Mutual fund schemes are managed by a corporation called an Asset Management Company (AMC), often sometimes called a fund house. The AMC’s Chief Investment Officer (CIO) is responsible for making a variety of high-level decisions. Because the selection is performed at the AMC level, a badly chosen stock may be featured in many schemes held by the same AMC. Therefore, before investing in a mutual fund scheme, it is crucial to research AMC’s performance record.

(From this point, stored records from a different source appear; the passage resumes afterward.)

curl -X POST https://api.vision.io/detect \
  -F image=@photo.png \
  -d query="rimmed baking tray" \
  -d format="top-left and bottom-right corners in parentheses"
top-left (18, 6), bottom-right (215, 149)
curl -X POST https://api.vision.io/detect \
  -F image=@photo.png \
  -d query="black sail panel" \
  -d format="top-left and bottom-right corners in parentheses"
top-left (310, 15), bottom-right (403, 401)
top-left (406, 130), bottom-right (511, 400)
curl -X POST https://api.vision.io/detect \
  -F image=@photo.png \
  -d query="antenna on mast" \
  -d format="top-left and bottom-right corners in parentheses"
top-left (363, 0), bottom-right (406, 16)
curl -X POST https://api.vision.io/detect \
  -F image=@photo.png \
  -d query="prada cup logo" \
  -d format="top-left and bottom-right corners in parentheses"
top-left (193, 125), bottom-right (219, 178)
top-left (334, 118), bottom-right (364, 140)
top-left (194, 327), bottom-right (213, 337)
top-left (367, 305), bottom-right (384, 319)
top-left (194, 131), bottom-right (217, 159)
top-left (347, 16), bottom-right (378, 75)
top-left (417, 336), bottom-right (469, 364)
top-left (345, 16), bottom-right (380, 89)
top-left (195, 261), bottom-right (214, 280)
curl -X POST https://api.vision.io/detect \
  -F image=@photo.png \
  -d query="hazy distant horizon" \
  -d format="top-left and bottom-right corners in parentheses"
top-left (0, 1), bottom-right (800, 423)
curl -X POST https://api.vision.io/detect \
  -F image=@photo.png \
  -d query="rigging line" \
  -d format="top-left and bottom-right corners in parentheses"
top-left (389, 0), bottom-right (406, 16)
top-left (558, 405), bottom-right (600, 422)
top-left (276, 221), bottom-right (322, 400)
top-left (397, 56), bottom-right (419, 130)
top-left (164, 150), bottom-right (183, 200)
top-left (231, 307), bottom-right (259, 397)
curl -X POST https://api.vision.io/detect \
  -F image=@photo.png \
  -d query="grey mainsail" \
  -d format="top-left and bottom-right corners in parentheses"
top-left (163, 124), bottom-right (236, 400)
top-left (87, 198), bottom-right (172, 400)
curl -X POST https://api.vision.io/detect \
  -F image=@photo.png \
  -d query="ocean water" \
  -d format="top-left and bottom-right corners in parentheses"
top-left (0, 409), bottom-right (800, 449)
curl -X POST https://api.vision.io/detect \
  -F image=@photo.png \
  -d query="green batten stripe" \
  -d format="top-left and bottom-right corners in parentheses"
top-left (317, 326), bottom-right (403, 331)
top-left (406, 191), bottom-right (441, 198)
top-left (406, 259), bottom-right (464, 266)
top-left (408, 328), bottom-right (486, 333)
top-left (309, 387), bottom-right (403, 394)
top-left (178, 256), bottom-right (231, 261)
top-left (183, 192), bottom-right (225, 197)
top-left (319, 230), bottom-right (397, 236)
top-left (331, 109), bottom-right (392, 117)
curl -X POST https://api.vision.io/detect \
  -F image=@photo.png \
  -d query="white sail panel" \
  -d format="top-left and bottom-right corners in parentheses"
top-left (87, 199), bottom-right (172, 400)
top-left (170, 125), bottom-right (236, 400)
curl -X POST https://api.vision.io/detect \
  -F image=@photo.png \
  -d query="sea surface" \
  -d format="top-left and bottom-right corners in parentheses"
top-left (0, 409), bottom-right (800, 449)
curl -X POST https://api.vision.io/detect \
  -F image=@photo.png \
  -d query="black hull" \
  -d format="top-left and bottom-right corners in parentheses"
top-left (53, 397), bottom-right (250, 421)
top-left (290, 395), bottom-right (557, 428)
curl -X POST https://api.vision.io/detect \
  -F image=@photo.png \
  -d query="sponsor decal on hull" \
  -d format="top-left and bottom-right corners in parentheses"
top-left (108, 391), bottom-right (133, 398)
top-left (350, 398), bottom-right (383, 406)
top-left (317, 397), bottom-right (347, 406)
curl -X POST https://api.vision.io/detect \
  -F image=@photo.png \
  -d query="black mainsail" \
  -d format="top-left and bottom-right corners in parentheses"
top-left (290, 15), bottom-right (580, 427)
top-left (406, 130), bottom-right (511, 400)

Assets Managed by the Scheme (AUM)

The asset under management (AUM) of a mutual fund scheme is a measure of its financial success. Simply put, it refers to the total number of people who have signed up for the plan. It may be difficult for an equity fund, particularly a small-cap fund, to enter and exit companies if it has a substantial amount of assets under management (AUM). However, in the case of liquid and short-term debt funds, a bigger AUM is preferred since it reduces the fund’s sensitivity to redemptions from major investors.

Expense Ratio

A mutual fund’s cost ratio represents the amount paid to the asset management company (AMC) for the fund’s management, marketing, and distribution. This total consists of all costs associated with managing the fund. Capital markets regulator SEBI limits this to 2.25 percent of a fund’s total assets. Since no distribution fee is required for direct plans of mutual fund schemes, the cost ratio is lower. The smaller a mutual fund’s cost ratio, the greater its net returns.

Conclusion

You need to do a thorough analysis of the fund from a number of angles before deciding on it. You can choose the best hybrid fund for you based on a number of quantitative and qualitative criteria. You should also consider your investing time horizon, risk tolerance, and financial objectives.